Home
Blog
Interview with RaBitQ Authors: The TurboQuant Dispute and Why the Storage Selloff Was a False Alarm

Interview with RaBitQ Authors: The TurboQuant Dispute and Why the Storage Selloff Was a False Alarm

Engineering

April 17, 2026

Cheng Long, Jianyang Gao, Li Liu

Google’s TurboQuant paper claimed 6x compression, 8x speedup, and near-zero accuracy loss for vector representations. After it was released, memory and storage stocks fell sharply, and major tech outlets quickly turned it into a headline story.

The market reaction was only the start. Researchers soon began asking whether the paper’s claims were overstated and whether it treated prior work — especially RaBitQ — fairly. The dispute pushed vector quantization back into the spotlight, partly because the same underlying ideas now matter in two critical parts of the AI stack: vector search systems and KV-cache compression for large models.

To understand both the technical debate and what it means for production systems, we spoke with Cheng Long, Associate Professor at NTU Singapore and head of VectorDB@NTU; Jianyang Gao, first author of RaBitQ; and Li Liu, Director of Engineering at Zilliz. The conversation covered vector quantization itself, the questions raised around TurboQuant, and why this matters for systems like Milvus, the most popular open-source vector databases, and large-scale vector retrieval.

Related reading: If you want the engineering side rather than the interview, see our companion article on how vector quantization affects AI infrastructure costs.

Why did vector quantization suddenly become such a big topic?

Zilliz: Before we get into the controversy, could you start by explaining what vector quantization is and why it has become so important in AI?

Cheng Long: Vector quantization is a technique for data compression and approximate representation. It originally came from signal processing, where it was used for image and audio compression. In modern AI systems, its role has changed because vectors have become one of the basic units of computation.

Today, its importance is clearest in two places.

One is real-time search over collections with billions or even tens of billions of vectors. In semantic retrieval systems, the core task is similarity search over high-dimensional vectors. But raw vectors are large, and floating-point computation is expensive. At scale, that makes it difficult to deliver millisecond-level latency. Vector quantization helps by compressing vectors into low-bit representations and speeding up distance computation. That is why it matters for practical workloads such as single-vector search, multi-vector search, and index design in Milvus search architecture.

The other is KV cache compression for large models. KV cache reduces redundant computation during generation, but the memory cost grows quickly as context gets longer. So the problem becomes how to compress those vectors without hurting output quality too much. At its core, that is also a vector quantization problem.

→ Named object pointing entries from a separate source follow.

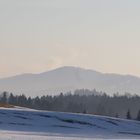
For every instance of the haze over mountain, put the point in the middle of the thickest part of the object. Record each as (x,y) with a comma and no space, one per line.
(68,78)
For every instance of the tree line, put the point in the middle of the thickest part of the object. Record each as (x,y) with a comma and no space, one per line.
(82,101)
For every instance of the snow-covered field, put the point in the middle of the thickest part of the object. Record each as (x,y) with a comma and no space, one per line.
(26,124)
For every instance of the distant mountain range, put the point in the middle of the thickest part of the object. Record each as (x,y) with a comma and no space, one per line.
(66,79)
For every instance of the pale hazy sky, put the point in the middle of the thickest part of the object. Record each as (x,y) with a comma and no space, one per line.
(39,35)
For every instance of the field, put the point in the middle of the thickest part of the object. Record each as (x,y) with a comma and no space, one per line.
(27,124)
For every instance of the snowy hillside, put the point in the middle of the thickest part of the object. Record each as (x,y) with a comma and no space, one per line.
(22,121)
(69,78)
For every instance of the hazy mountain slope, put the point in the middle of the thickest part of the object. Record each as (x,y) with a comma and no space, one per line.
(69,78)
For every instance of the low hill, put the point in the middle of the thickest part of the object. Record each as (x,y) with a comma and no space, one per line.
(66,79)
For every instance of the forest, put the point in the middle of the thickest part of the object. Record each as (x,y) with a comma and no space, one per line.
(81,101)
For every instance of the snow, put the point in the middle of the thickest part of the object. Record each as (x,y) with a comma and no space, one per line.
(23,123)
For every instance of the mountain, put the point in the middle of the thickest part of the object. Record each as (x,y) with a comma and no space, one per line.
(66,79)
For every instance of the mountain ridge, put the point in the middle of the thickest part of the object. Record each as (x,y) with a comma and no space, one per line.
(68,78)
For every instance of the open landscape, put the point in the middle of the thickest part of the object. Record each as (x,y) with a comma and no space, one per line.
(69,69)
(22,123)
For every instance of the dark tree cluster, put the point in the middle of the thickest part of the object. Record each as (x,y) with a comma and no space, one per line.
(82,101)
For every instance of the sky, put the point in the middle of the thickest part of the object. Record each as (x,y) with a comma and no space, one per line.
(40,35)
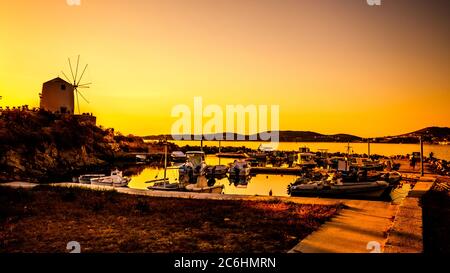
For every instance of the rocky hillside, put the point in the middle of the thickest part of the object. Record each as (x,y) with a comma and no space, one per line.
(42,146)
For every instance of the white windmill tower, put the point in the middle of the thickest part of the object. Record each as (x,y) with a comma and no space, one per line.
(76,82)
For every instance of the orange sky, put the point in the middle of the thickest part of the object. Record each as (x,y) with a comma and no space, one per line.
(333,66)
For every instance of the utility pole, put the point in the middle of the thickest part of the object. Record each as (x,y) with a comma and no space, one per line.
(421,157)
(165,161)
(220,146)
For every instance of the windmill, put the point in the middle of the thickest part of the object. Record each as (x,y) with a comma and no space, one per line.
(76,82)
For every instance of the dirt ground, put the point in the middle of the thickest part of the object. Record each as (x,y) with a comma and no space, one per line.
(45,219)
(436,218)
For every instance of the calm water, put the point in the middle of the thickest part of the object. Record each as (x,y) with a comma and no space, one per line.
(257,185)
(440,151)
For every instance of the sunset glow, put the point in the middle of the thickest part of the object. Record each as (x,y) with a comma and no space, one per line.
(338,67)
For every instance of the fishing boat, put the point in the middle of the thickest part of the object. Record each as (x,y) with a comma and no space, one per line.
(194,162)
(339,189)
(116,179)
(178,157)
(165,185)
(202,186)
(239,168)
(392,178)
(233,155)
(306,159)
(86,178)
(217,170)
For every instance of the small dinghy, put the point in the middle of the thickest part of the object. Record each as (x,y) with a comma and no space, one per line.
(178,157)
(202,186)
(115,180)
(339,189)
(216,171)
(86,178)
(239,169)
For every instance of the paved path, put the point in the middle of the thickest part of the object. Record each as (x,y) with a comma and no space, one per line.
(406,235)
(352,230)
(187,195)
(358,224)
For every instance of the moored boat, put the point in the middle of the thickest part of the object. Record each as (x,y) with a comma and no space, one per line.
(239,168)
(178,157)
(339,189)
(116,179)
(86,178)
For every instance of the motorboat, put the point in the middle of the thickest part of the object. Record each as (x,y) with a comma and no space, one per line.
(116,179)
(333,187)
(306,159)
(202,186)
(165,185)
(392,177)
(217,170)
(239,154)
(195,161)
(86,178)
(239,168)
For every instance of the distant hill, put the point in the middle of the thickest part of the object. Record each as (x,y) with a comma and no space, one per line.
(429,135)
(433,132)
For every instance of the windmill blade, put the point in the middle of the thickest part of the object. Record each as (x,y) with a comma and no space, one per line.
(78,101)
(67,78)
(71,71)
(81,95)
(81,77)
(76,71)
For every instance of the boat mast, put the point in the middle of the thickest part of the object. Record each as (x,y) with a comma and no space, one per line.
(219,150)
(165,160)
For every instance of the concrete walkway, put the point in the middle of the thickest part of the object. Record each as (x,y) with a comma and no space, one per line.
(186,195)
(406,235)
(352,230)
(360,223)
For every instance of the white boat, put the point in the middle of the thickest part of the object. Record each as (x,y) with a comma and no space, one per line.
(195,161)
(239,168)
(202,186)
(115,180)
(178,156)
(86,178)
(217,170)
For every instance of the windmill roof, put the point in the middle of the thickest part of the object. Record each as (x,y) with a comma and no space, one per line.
(58,79)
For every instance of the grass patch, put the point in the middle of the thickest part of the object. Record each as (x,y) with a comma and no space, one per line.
(45,219)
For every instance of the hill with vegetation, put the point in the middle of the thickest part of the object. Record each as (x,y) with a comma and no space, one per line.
(37,145)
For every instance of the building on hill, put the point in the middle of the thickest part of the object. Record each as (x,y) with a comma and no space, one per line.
(58,96)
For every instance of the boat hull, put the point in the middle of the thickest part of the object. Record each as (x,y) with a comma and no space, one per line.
(363,190)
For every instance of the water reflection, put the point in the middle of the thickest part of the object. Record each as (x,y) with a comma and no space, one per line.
(262,184)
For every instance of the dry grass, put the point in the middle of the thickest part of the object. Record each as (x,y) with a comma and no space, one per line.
(45,219)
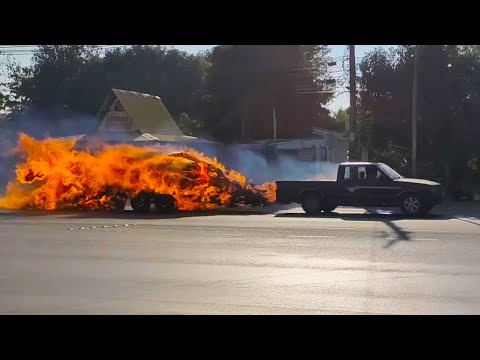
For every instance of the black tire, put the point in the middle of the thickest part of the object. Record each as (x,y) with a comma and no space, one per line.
(329,207)
(165,203)
(311,203)
(118,203)
(414,205)
(140,203)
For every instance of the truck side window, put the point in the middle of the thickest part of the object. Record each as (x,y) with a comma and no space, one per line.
(362,173)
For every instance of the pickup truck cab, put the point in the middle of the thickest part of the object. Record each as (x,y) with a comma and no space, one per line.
(362,184)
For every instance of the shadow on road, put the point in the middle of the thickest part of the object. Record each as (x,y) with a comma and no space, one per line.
(399,234)
(368,216)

Zilliz: If vector quantization becomes more widely used — and if TurboQuant’s results hold up — does that mean storage demand drops sharply?

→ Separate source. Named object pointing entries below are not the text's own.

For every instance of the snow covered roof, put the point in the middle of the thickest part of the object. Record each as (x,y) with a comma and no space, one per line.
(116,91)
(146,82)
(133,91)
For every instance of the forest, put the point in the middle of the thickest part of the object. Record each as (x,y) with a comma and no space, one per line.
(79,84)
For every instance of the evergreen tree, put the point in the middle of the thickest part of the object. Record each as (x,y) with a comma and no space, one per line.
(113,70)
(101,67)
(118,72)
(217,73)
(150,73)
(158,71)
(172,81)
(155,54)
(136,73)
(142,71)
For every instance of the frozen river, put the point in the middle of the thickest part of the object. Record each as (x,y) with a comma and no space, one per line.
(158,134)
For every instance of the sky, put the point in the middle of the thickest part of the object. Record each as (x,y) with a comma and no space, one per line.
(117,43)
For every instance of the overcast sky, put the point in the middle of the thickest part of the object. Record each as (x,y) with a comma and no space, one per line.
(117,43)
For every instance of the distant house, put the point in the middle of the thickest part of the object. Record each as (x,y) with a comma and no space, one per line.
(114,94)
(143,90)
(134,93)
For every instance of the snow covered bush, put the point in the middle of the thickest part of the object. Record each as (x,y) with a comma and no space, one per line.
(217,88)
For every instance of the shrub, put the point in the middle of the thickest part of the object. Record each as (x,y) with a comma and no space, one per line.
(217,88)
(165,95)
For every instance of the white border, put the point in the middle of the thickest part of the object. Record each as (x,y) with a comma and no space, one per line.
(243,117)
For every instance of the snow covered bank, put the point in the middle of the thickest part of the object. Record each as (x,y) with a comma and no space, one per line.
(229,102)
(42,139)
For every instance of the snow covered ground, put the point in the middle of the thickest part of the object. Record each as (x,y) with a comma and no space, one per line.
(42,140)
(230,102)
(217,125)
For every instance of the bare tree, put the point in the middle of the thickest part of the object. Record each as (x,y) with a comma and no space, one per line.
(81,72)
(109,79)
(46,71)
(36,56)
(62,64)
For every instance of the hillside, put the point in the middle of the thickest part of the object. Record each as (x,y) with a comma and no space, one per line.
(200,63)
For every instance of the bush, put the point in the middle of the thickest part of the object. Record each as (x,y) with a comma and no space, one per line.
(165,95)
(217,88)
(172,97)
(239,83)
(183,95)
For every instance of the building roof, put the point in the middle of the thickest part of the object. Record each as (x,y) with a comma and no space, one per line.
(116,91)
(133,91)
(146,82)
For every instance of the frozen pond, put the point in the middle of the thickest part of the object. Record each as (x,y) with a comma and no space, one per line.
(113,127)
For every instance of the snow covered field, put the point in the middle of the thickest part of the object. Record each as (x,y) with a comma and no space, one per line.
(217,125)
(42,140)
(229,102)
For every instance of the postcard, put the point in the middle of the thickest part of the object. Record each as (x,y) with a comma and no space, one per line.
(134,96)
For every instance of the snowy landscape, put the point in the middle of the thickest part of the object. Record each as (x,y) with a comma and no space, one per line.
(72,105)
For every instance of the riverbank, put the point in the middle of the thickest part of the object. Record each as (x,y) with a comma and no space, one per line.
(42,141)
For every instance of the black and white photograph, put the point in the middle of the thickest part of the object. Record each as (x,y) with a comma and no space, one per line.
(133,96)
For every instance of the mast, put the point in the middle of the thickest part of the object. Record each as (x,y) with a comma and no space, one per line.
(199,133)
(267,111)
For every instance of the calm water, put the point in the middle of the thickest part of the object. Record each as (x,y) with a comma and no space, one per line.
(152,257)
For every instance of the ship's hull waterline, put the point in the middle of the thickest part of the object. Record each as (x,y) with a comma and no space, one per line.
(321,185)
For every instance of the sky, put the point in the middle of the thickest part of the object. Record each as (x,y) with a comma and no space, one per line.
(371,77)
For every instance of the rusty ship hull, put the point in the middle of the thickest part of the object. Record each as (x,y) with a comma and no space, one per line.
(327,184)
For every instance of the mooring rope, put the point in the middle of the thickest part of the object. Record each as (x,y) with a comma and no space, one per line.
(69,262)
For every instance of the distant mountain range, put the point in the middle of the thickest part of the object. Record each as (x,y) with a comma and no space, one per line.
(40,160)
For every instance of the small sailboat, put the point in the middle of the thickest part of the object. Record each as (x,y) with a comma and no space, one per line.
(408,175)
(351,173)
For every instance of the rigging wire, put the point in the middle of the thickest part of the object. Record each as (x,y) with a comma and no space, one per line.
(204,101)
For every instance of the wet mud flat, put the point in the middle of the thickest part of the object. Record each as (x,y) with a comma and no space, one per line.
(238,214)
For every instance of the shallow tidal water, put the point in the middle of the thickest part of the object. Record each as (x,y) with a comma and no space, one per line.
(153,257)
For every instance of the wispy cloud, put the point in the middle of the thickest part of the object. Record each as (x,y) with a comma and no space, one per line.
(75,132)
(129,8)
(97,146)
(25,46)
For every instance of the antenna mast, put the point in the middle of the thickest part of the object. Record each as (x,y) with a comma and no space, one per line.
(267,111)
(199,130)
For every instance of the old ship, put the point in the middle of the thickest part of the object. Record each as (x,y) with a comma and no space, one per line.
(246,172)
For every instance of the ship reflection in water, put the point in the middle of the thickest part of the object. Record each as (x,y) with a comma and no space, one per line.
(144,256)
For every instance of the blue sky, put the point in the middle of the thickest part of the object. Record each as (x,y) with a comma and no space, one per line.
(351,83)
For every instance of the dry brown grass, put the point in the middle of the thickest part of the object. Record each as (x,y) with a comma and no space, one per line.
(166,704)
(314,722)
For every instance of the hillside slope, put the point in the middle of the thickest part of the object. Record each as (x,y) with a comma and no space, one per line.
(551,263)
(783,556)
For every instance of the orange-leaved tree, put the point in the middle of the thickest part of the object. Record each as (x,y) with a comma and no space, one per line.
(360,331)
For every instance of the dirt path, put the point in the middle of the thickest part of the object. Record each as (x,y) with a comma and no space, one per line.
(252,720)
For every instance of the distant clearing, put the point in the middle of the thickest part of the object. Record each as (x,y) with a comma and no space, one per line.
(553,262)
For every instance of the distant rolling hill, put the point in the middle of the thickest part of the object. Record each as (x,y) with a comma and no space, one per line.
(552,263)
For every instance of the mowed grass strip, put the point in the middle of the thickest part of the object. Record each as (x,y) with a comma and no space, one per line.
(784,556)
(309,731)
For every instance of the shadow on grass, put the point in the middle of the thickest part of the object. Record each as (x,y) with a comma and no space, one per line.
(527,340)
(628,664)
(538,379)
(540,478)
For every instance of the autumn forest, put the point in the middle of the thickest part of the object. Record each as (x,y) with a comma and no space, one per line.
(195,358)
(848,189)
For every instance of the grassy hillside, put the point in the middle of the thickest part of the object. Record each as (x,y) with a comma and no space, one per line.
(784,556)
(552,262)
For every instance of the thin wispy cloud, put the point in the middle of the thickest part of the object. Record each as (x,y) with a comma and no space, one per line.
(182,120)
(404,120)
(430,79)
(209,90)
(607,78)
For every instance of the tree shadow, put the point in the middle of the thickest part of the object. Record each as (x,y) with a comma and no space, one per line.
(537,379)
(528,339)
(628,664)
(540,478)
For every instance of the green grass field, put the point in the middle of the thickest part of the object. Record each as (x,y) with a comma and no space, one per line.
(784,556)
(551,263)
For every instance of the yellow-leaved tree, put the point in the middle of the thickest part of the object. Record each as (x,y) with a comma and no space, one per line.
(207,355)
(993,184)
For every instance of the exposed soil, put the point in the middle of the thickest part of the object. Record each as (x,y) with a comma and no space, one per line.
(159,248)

Jianyang Gao: Under the same model and the same workload, compression can reduce storage demand. But that does not justify the broader conclusion people jumped to.

When TurboQuant talks about 6x compression and 8x speedup, it is comparing against a basic 16-bit/32-bit baseline. That is not the same as comparing against other methods in the same category. So the real effect still needs to be evaluated more carefully.

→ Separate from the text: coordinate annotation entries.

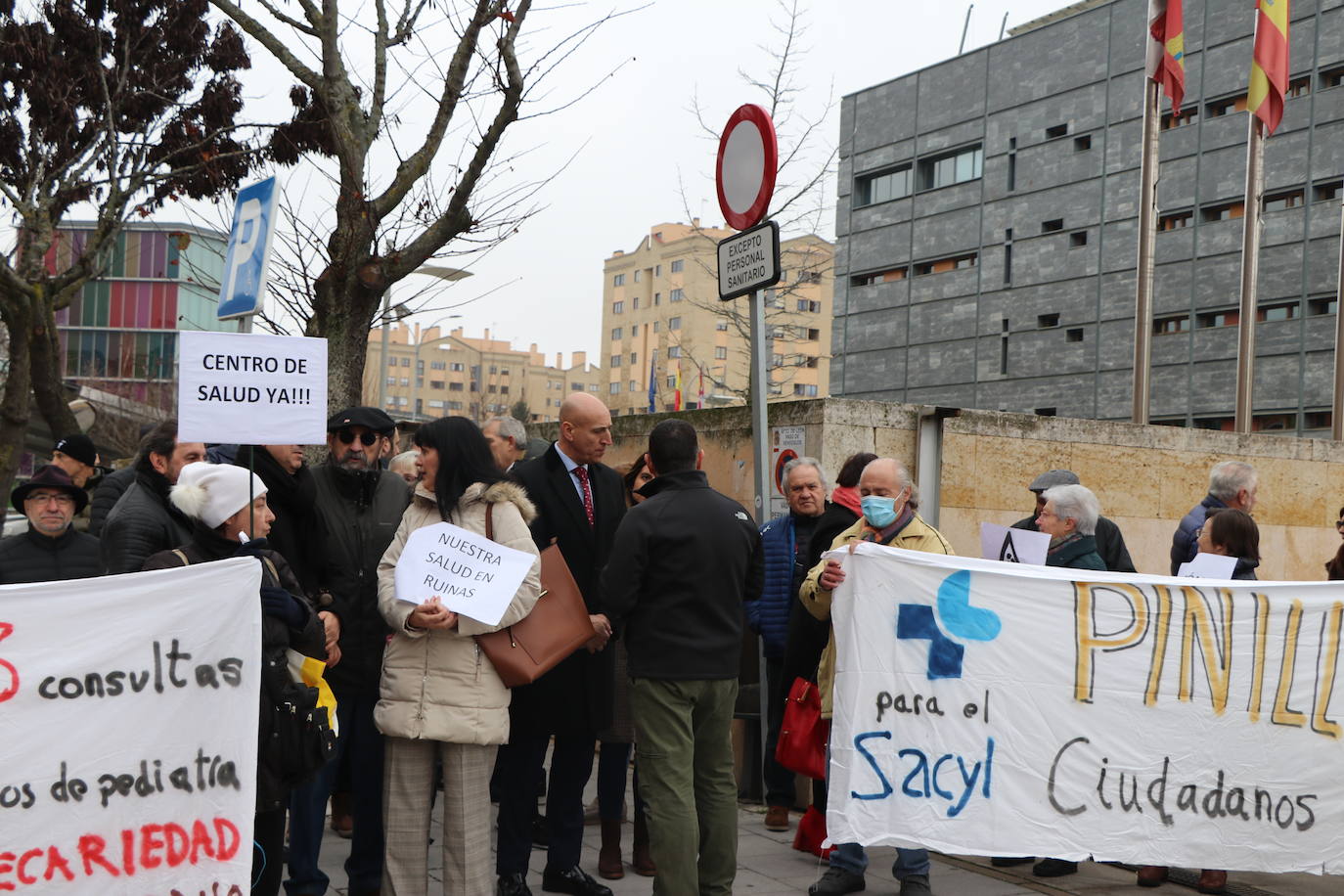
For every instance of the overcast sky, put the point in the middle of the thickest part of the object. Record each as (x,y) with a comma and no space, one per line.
(637,143)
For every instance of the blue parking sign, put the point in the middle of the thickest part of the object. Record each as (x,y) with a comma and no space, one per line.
(248,250)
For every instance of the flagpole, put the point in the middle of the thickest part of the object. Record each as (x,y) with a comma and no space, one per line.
(1148,168)
(1337,407)
(1250,269)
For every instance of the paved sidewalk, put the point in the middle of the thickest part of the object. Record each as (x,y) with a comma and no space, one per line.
(769,867)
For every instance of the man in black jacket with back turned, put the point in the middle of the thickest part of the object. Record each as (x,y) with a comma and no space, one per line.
(683,563)
(579,503)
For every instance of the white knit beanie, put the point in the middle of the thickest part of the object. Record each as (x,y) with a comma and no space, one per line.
(214,492)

Zilliz: Then from that perspective, if the market reaction were really about the technology itself, should it have happened much earlier, when similar ideas had already appeared?

Cheng Long: From a technical point of view, you could say that similar theoretical territory had already been reached before. But markets do not move in sync with research. There is usually a lag between academic results, engineering adoption, and financial interpretation.

And over a longer horizon, the effect may not even be linear. Compression can make it possible to run large models on smaller devices, which can create new demand rather than simply reduce it. The relationship between technology and markets is more complicated than a straight-line extrapolation.

How did RaBitQ emerge, and what did it contribute?

Zilliz: How did you first arrive at the idea for RaBitQ?

Jianyang Gao: We started from a gap we saw in vector databases. Traditional methods such as Product Quantization worked well empirically, but they offered very little in the way of theoretical guarantees.

At the time, I was studying high-dimensional probability at NTU Singapore, and that led me to ask whether we could build a method that was not only practical, but also came with a clear theoretical guarantee. That was the starting point for RaBitQ.

Zilliz: What do you see as RaBitQ’s core originality?

Jianyang Gao: Its key idea was to use a random rotation, a.k.a., Johnson-Lindenstrauss transformation, to make the distribution of vector coordinates more uniform and more predictable.

Once you have that, you can derive an optimal quantization estimator on top of it. We then gave a strict proof that it reaches the theoretical lower bound.

Earlier work had also tried to introduce random rotation. But from our perspective, those methods did not achieve the effect we were looking for because of practical issues in algorithm design.

Zilliz: From an engineering perspective, what stood out most to you about RaBitQ?

Li Liu: We had worked with many quantization algorithms, from scalar quantization methods to PQ and other variants. What stood out about RaBitQ was that it changed how people approached the problem.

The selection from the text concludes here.